SQL Considerations for Multitable Queries

The multitable queries described thus far have not required any special SQL syntax or language features beyond those described for single-table queries. However, some multitable queries cannot be expressed without the additional SQL language features described in the following sections. Specifically:

  • Qualified column names are sometimes needed in multitable queries to eliminate ambiguous column references.
  • All-column selections(SELECT *) have a special meaning for multitable queries.
  • Self-joins can be used to create a multitable query that relates a table to itself.
  • Table aliase scan be used in the FROM clause to simplify qualified column names and allow unambiguous column references in self-joins.

1. Qualified Column Names

The sample database includes several instances where two tables contain columns with the same name. The OFFICES table and the SALESREPS table, for example, both have a column named SALES. The column in the OFFICES table contains year-to-date sales for each office; the one in the SALESREPS table contains year-to-date sales for each salesperson. Normally, there is no confusion between the two columns, because the FROM clause determines which of them is appropriate in any given query, as in these examples:

Show the cities where sales exceed target.

SELECT CITY, SALES

FROM OFFICES

WHERE SALES > TARGET

Show all salespeople with sales over $350,000.

 SELECT NAME, SALES

FROM SALESREPS

WHERE SALES > 350000.00

However, here is a query where the duplicate names cause a problem:

Show the name, sales, and office for each salesperson.

SELECT NAME, SALES, CITY

FROM SALESREPS, OFFICES

WHERE REP_OFFICE = OFFICE

Error: Ambiguous column name “SALES”

Although the English description of the query implies that you want the SALES column in the SALESREPS table, the SQL query is ambiguous. The DBMS has no way of knowing whether you want the SALES column from the SALESREPS table or the one from the OFFICES table, since both are contributing data to the query results. To eliminate the ambiguity, you must use a qualified column name to identify the column. Recall from Chapter 5 that a qualified column name specifies the name of a column and the table containing the column. The qualified names of the two SALES columns in the sample database are:

OFFICES.SALES and SALESREPS.SALES

A qualified column name can be used in a SELECT statement anywhere that a column name is permitted. The table specified in the qualified column name must, of course, match one of the tables specified in the FROM list. Here is a corrected version of the previous query that uses a qualified column name:

Show the name, sales, and office for each salesperson.

 SELECT NAME, SALESREPS.SALES, CITY

FROM SALESREPS, OFFICES

WHERE REP_OFFICE = OFFICE

Using qualified column names in a multitable query is always a good idea. The disadvantage, of course, is that they make the query text longer. When using interactive SQL, you may want to first try a query with unqualified column names and let SQL find any ambiguous columns. If SQL reports an error, you can edit your query to qualify the ambiguous columns.

2. All-Column Selections

As discussed in Chapter 6, SELECT * can be used to select all columns of the table named in the FROM clause. In a multitable query, the asterisk selects all columns of all tables in the FROM clause. The following query, for example, would produce fifteen columns of query results—the nine columns from the SALESREPS table followed by the six columns from the OFFICES table:

Tell me all about salespeople and the offices where they work.

 SELECT *

FROM SALESREPS, OFFICES

WHERE REP_OFFICE = OFFICE

Obviously, the SELECT * form of a query becomes much less practical when there are two, three, or more tables in the FROM clause.

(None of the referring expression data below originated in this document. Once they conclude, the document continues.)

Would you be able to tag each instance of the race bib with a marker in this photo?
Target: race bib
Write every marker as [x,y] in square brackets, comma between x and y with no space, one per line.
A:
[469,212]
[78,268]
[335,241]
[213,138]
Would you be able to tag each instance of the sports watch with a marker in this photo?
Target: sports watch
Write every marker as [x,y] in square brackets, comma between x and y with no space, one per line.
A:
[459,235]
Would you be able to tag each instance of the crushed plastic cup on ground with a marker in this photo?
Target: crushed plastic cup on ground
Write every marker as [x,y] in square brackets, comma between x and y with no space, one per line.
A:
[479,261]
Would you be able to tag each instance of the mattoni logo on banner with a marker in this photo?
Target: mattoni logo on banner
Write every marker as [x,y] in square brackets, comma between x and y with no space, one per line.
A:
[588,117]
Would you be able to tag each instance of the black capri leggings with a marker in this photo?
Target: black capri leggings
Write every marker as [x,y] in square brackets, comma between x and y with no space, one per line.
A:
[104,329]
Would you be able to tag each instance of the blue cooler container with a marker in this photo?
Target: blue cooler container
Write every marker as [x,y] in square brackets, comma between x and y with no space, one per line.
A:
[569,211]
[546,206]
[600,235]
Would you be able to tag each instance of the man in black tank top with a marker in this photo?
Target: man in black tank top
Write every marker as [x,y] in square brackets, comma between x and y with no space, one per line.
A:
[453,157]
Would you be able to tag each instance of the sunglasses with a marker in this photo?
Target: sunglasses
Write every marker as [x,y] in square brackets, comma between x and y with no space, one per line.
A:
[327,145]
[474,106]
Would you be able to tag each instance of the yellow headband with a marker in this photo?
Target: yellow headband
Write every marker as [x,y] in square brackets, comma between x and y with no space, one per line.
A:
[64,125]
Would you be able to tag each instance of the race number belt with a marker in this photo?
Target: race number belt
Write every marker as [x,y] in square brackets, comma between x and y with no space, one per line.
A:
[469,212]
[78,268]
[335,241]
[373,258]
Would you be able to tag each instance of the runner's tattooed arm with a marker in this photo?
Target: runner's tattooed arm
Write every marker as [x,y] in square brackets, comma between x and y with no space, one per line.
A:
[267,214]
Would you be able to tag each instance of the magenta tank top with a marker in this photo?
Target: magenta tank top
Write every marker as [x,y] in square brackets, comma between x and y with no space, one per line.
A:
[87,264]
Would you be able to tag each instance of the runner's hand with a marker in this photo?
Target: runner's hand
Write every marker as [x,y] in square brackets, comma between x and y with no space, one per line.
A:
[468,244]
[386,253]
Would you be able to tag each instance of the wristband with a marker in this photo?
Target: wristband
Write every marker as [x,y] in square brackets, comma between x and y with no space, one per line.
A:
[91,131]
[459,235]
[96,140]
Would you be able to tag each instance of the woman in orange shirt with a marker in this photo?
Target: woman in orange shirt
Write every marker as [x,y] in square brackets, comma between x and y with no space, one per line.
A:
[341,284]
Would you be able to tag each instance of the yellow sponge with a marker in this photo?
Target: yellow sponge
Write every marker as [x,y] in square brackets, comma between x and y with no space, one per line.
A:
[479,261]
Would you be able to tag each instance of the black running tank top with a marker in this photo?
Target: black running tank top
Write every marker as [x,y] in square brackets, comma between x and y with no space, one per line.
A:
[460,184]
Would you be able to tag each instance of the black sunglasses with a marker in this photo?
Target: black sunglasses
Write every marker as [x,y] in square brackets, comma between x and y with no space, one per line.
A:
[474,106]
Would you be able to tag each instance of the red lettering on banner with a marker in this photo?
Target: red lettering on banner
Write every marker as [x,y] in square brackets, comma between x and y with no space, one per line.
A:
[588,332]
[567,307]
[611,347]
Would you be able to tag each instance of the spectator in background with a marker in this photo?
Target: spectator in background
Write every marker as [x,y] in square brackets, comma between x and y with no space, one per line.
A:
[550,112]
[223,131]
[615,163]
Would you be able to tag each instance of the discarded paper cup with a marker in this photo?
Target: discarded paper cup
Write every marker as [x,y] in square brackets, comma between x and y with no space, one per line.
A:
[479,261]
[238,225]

Many SQL dialects treat the asterisk as a special kind of wildcard column name that is expanded into a list of columns. In these dialects, the asterisk can be qualified with a table name, just like a qualified column reference. In the following query, the select item SALESREPS.* is expanded into a list containing only the columns found in the SALESREPS table:

Tell me all about salespeople and the places where they work.

SELECT SALESREPS.*, CITY, REGION

FROM SALESREPS, OFFICES

WHERE REP_OFFICE = OFFICE

The query would produce eleven columns of query results—the nine columns of the SALESREPS table, followed by the two other columns explicitly requested from the OFFICES table. This type of “qualified all-columns” select item is supported in many, but not all brands of SQL-based DBMS. It was not allowed by the SQL1 standard but is part of the ANSI/ISO SQL2 specification.

3. Self-Joins

Some multitable queries involve a relationship that a table has with itself. For example, suppose you want to list the names of all salespeople and their managers. Each salesperson appears as a row in the SALESREPS table, and the MANAGER column contains the employee number of the salesperson’s manager. It would appear that the MANAGER column should be a foreign key for the table that holds data about managers. In fact it is—it’s a foreign key for the SALESREPS table itself!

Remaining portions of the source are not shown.